Open nickhuang99 opened 5 months ago
After submitted, I realized this is a duplicate of old issue https://github.com/openzim/zim-tools/issues/190 Can someone dup it or should I close it? Maybe just another test cases in future?
escapeSlash.diff.zip I have a simple solution to solve this issue by escaping all '/' in path of filename to allow all article/picture residing in same level of directory to avoiding this directory-filename-conflicts. Even though this may create potential filename longer than 255 issue when directory is too deep. However, my tests show at least for "https://download.kiwix.org/zim/wikipedia/wikipedia_en_computer_maxi_2024-05.zim" we no longer have any single exception.
Attached please find patch. Can developer to take a look to see if it can be patched if ok. Thank you.

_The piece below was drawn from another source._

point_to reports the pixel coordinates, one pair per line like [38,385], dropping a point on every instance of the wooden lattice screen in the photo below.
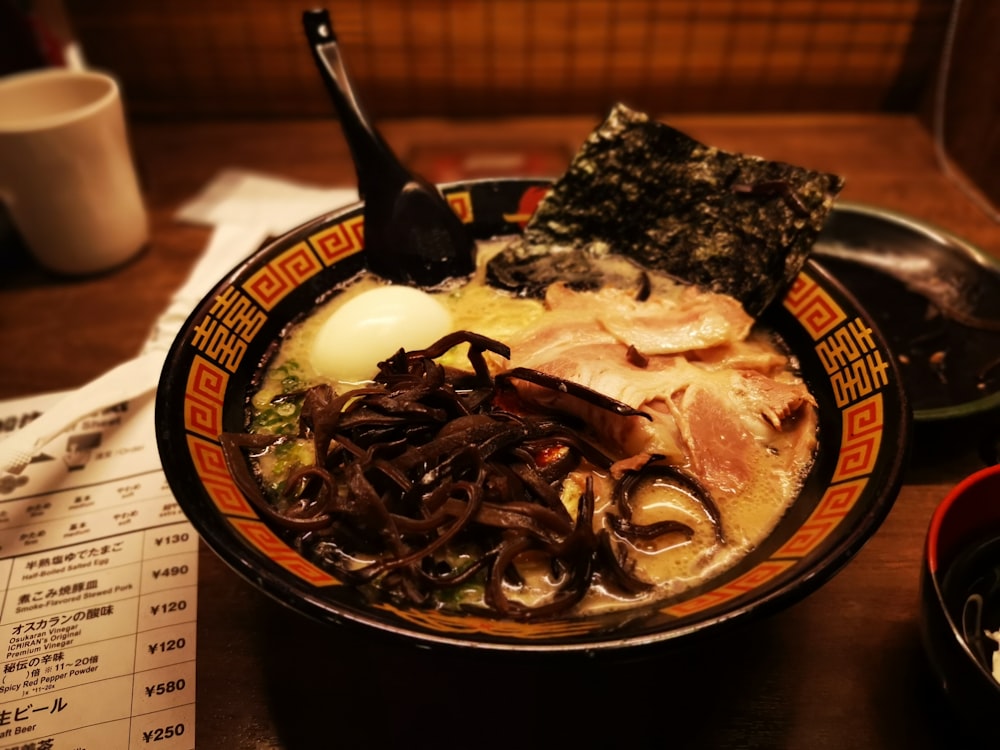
[474,58]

Let's use "real" wiki page of "C++" as an example: "https://en.wikipedia.org/wiki/C++" is a html page and it has some sub pages under the directory "C++": https://en.wikipedia.org/wiki/C++/CLI This situation cannot be represented in dump static html files because "C++" cannot be a html file and directory at same time. How should zimdump generate redirect is not so easy, especially when "C++" is url-escaped as "C%2B%2B". Then redirect URL has to include a safe-URL encoded to check if actual filesystem directory "C++" actually exists. To give a real test case, please download "kiwix" computer zim from: https://download.kiwix.org/zim/wikipedia/wikipedia_en_computer_maxi_2024-05.zim
And when you zimdump it, you will see "C++" html page is missing because "C++" is a directory to hold "CLI" page in filesystem.